Agradecieron al rabí la información y abandonaron el templo. El conductor del Skoda recogió el micrófono de alta sensibilidad, sacó su teléfono satélite y transmitió la conversación que había grabado.
El barrio de Josefov estaba solitario. Sólo los camiones de la recogida de basuras transitaban por sus calles. Un viento helado y húmedo, debido a la cercanía del río, azotaba el asfalto. El metro había cerrado sus puertas y encontrar un taxi resultaba imposible.
—Caminemos —propuso Julián—. Estamos cerca del hotel.
Aurora se aferró a su brazo, miró en todas direcciones y echó a andar con buen paso.
—Tengo frío —musitó, arrebujada en su chaqueta.
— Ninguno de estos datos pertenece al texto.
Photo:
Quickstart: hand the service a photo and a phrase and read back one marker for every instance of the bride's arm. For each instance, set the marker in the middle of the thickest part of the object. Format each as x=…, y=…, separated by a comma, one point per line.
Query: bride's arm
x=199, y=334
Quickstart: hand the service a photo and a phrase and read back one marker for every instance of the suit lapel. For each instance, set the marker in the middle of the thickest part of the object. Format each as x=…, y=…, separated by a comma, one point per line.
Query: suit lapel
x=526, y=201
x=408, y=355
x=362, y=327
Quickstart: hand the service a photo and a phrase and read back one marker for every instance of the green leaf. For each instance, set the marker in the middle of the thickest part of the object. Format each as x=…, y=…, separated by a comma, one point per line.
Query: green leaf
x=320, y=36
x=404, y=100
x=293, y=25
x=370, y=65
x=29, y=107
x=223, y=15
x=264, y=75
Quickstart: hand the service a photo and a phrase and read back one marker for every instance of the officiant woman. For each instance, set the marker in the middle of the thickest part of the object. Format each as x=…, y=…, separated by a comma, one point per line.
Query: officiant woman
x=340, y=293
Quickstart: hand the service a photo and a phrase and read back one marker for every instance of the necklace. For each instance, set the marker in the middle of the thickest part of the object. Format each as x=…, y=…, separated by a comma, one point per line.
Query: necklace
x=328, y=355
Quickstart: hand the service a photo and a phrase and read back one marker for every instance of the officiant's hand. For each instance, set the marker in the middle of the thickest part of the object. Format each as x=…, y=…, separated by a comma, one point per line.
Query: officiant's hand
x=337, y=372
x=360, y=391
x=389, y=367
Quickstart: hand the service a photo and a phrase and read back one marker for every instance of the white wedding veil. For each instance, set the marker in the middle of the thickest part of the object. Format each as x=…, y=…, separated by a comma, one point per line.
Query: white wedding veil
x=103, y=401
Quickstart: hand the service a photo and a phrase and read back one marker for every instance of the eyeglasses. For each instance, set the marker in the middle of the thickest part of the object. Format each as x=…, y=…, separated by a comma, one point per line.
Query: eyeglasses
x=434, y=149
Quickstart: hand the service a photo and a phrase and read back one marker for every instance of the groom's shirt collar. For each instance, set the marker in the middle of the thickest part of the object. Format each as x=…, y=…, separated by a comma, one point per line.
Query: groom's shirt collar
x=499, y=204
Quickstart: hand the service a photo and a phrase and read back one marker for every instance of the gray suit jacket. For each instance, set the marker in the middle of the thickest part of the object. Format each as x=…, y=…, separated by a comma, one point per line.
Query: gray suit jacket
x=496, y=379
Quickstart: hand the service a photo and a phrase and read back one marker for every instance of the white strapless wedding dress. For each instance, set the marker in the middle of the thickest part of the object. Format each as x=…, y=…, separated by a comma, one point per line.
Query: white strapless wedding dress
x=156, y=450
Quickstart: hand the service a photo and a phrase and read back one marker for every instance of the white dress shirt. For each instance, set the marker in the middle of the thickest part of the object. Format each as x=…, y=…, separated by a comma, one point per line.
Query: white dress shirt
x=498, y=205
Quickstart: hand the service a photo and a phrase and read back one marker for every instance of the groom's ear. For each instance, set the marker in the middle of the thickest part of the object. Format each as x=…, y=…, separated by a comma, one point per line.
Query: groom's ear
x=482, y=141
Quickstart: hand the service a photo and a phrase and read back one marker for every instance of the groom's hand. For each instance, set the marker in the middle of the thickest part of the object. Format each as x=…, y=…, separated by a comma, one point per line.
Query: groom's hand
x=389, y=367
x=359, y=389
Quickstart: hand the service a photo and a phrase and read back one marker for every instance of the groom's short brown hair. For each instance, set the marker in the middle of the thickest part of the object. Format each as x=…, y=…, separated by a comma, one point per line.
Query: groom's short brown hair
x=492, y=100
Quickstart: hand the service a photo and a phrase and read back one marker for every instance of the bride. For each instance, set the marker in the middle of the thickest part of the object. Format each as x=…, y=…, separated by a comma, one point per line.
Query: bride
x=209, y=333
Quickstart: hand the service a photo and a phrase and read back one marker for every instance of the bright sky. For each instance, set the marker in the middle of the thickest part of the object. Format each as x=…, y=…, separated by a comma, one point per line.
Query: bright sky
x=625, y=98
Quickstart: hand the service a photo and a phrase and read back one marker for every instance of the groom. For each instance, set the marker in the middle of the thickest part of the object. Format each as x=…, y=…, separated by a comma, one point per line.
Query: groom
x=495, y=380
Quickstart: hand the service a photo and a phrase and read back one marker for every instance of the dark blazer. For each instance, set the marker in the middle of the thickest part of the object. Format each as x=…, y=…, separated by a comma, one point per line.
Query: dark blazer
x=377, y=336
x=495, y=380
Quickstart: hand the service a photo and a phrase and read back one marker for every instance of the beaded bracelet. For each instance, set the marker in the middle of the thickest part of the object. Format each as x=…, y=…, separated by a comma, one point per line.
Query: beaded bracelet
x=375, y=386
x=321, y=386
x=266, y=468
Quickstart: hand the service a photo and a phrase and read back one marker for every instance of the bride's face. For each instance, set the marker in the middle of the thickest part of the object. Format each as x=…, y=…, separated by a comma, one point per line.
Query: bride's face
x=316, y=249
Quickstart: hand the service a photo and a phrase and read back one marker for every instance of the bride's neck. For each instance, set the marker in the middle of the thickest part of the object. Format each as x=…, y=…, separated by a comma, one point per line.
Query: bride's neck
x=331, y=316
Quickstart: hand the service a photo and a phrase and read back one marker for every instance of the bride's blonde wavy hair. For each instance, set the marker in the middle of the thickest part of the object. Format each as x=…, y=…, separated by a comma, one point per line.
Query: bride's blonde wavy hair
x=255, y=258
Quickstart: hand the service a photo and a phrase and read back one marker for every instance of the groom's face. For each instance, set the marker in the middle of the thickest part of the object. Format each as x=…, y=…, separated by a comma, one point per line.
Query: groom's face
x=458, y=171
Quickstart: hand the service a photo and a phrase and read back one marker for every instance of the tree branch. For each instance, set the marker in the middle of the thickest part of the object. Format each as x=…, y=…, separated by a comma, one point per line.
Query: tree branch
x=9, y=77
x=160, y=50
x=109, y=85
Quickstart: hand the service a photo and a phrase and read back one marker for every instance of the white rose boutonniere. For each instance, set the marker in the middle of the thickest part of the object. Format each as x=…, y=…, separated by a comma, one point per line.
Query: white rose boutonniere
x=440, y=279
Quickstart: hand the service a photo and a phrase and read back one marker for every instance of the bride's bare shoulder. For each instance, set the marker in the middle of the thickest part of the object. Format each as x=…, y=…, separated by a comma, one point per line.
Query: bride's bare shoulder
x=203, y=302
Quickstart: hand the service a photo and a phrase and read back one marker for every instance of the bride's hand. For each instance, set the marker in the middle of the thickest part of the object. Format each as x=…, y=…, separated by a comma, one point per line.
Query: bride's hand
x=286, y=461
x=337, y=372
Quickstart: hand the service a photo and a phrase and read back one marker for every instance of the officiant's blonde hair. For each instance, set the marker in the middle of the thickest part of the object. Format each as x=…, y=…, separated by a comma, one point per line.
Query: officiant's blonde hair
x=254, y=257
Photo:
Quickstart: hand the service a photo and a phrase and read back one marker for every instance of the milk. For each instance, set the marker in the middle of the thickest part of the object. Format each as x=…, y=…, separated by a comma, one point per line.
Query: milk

—Para mí —dijo Julián— esto ha terminado.
—¿Abandonas?
—¿Qué más puedo hacer? —le preguntó—. El presupuesto y el tiempo que me había concedido el periódico se han agotado. No tengo nada coherente para escribir mi artículo. La información que he acumulado sólo sirve para redactar un libro de ciencia ficción.
—Vimos a ese hombre —dijo Aurora, sin dejar de mirar a sus espaldas de trecho en trecho.
—Hasta hace cinco minutos tú eras la escéptica —le reprochó Julián.
—Tengo que serlo —arguyó— para analizar la información. No puedo creerme lo primero que suelta un viejo rabí encerrado en una sinagoga que alumbra con quinqués.
—A mí también me cuesta creer la historia de los Nueve Desconocidos, el Libro de Dios, la creación de vida artificial…
—A Osvaldo Sousa y a René Chénier —planteó Aurora— les asesinó un tipo vestido de hábito negro y máscara de cuero al que faltaba el dedo meñique de la mano derecha.
—Hay miles de chalados sueltos por el mundo.
—El asesinato del anticuario y su guardaespaldas quedará impune.
—No me incumbe —se desentendió Julián de mal humor—, y a ti tampoco. Depende de tus compañeros de la Brigada de Homicidios de la Policía Nacional. Ellos dirigen la investigación. Te echaron del escenario del crimen con cajas destempladas. Olvídate. Tú mejor que nadie conoces la cantidad de asesinatos que quedan sin resolver. ¿Quieres una lista?
—Las investigaciones nunca se abandonan —esgrimió Aurora en su defensa y la de sus compañeros.
—Mañana regresamos a Madrid —determinó Julián decidido, y ella asintió.